A joint program between the National Archive Experience and the Sewall-Belmont House & Museum was held at the McGowan Theater in Washington D.C. on March 31, 2015. Part of the ongoing partnership between the two organizations as part of their greater programming efforts around Women’s History Month, the moderated discussion “Temperance and Woman Suffrage: Reform movements and the women that changed America” brought together Lori Osborne of the Evanston History Center, and Page Harrington of Sewall-Belmont House & Museum, both members of the NCWHS Board of Directors; as well as Kristina Myers of the Alice Paul Institute and Professor Emerita at Morgan State University Dr. Rosalyn Terborg-Penn, to discuss the overlap between the Temperance and Woman Suffrage movements of the late nineteenth and early twentieth centuries.
Both movements created opportunities for women to organize for social, economic, and political change that would directly impact the welfare of their families. Support for the temperance movement through the largest women’s organization, the Woman’s Christian Temperance Union (WCTU) opened the door for women to work not only for temperance, but for issues including improved working conditions for wage-earning women, improved public education, and political equality.

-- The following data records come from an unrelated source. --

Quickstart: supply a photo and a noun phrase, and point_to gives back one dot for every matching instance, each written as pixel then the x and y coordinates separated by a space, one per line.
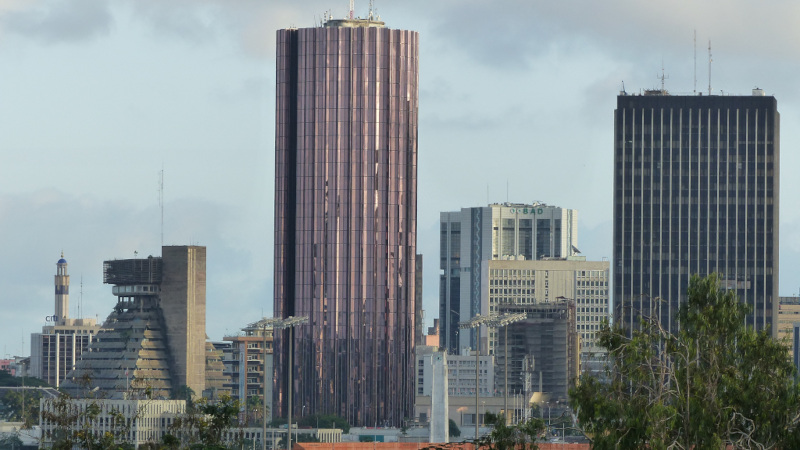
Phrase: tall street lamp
pixel 476 322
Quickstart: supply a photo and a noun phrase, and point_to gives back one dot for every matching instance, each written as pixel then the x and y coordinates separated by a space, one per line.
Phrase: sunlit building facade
pixel 345 219
pixel 696 184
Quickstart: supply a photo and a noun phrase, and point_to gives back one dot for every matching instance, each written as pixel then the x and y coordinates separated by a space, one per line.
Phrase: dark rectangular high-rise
pixel 695 192
pixel 345 219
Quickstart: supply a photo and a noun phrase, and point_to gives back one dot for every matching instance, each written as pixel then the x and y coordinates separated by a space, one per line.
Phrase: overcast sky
pixel 516 103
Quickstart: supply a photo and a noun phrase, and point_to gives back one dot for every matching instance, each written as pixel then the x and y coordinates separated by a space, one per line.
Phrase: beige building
pixel 514 282
pixel 247 360
pixel 58 347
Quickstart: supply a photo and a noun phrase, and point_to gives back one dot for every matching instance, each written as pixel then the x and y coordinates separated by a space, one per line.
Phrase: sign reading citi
pixel 527 211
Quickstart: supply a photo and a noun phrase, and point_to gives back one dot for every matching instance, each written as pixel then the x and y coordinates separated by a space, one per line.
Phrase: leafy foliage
pixel 505 437
pixel 715 383
pixel 205 425
pixel 75 426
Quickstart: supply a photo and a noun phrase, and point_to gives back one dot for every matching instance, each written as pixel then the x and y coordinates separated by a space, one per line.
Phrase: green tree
pixel 715 383
pixel 22 407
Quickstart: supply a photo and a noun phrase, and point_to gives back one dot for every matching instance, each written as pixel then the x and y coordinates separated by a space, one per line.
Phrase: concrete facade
pixel 154 340
pixel 539 282
pixel 145 420
pixel 183 302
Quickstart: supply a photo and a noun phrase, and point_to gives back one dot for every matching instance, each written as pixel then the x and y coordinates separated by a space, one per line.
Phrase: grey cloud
pixel 56 21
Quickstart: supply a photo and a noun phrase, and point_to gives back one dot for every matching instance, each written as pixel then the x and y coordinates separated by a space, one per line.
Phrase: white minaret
pixel 62 292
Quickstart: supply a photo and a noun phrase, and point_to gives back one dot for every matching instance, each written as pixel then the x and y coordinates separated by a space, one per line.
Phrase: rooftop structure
pixel 154 340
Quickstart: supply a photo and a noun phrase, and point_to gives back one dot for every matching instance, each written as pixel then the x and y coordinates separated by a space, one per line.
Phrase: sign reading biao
pixel 527 211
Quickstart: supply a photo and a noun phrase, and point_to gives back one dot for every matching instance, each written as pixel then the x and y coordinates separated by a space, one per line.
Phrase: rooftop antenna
pixel 161 200
pixel 709 67
pixel 694 90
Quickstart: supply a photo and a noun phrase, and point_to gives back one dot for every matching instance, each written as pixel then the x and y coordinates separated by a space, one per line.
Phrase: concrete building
pixel 217 381
pixel 58 347
pixel 345 219
pixel 696 191
pixel 508 283
pixel 508 231
pixel 247 360
pixel 460 373
pixel 543 350
pixel 154 340
pixel 788 314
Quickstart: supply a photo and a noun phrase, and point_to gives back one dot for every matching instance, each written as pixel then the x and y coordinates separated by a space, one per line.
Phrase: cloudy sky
pixel 516 103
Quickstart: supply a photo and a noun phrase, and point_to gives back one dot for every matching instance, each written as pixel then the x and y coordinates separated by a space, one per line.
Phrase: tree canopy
pixel 714 383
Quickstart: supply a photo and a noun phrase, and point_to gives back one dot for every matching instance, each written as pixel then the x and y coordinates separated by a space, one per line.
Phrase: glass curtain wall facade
pixel 345 219
pixel 695 192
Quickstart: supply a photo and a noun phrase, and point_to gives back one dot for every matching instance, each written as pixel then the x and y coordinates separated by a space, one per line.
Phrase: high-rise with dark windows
pixel 345 219
pixel 695 192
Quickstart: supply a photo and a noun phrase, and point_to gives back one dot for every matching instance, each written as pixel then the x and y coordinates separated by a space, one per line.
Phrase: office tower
pixel 249 364
pixel 345 219
pixel 586 283
pixel 498 231
pixel 58 347
pixel 695 192
pixel 543 350
pixel 154 340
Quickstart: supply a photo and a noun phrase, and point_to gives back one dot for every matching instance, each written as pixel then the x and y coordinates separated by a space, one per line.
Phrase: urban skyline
pixel 71 197
pixel 346 219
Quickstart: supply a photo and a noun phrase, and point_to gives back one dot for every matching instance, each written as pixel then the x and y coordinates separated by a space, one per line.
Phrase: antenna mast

Taken together, these reform movements provide a fascinating study of the individuals who participated in both movements, the organizations they created, and women as the driving force behind significant change in the United States.
Focusing on Frances Willard, Mamie Dillard, Mary Ann Shadd Cary, and Alice Paul, the panelists discussed the early influences of family, religion, and the traditional roles/place in society for the women that led them to participate in both movements as well as the economic, geographic, and racial barriers that often discouraged or outright prohibited a place for women in political discussions. The panelists also delved into the differences in gender roles: did the women consider themselves to be a “helpmate” to the men or seen as fully equal participants? Was her participation based on an inherent “right” to be able to participate, or was it her duty as a woman to work toward the betterment of her family? The evening ended with a spirited Q&A session between audience members and panelists. The program can be seen on YouTube and will also be rebroadcast on CSPAN.